Post-processing#

The recommended tool for analysing BOUT++ output is xBOUT, a Python library that provides analysis, plotting and animation with human-readable syntax (no magic numbers!) using xarray. See the xBOUT documentation xbout.readthedocs.io.

There is also older analysis and post-processing code, the majority written in Python. Routines to read BOUT++ output data, usually called “collect” because it collects data from multiple files, are also available in IDL, Matlab, Mathematica and Octave. All these post-processing routines are in the tools directory, with Python modules in tools/pylib. A summary of available routines is in Python routines; see below for how to install the requirements.

Python routines#

Requirements#

The Python tools provided with BOUT++ make heavy use of numpy and scipy, as well as matplotlib for the plotting routines. In order to read BOUT++ output in Python, you will need either netcdf4.
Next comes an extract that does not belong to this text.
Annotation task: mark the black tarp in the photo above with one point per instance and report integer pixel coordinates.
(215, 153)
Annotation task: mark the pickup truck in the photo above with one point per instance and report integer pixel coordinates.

While we try to ensure that the Python tools are compatible with both Python 2 and 3, we officially only support Python 3.

If you are developing BOUT++, you may also need Jinja2 to edit some of the generated code(see Field2D/Field3D Arithmetic Operators for more information).

You can install most of the required Python modules by running

$ pip3 install --user --requirement requirements.txt

in the directory where you have unpacked BOUT++. This will install supported versions of numpy, scipy, netcdf4, matplotlib and jinja2.

Note

If you have difficulties installing SciPy, please see their installation instructions

Reading BOUT++ data#

To read data from a BOUT++ simulation into Python, there is a collect routine. This gathers together the data from multiple processors, taking care of the correct layout.

from boutdata.collect import collect

Ni = collect("Ni")  # Collect the variable "Ni"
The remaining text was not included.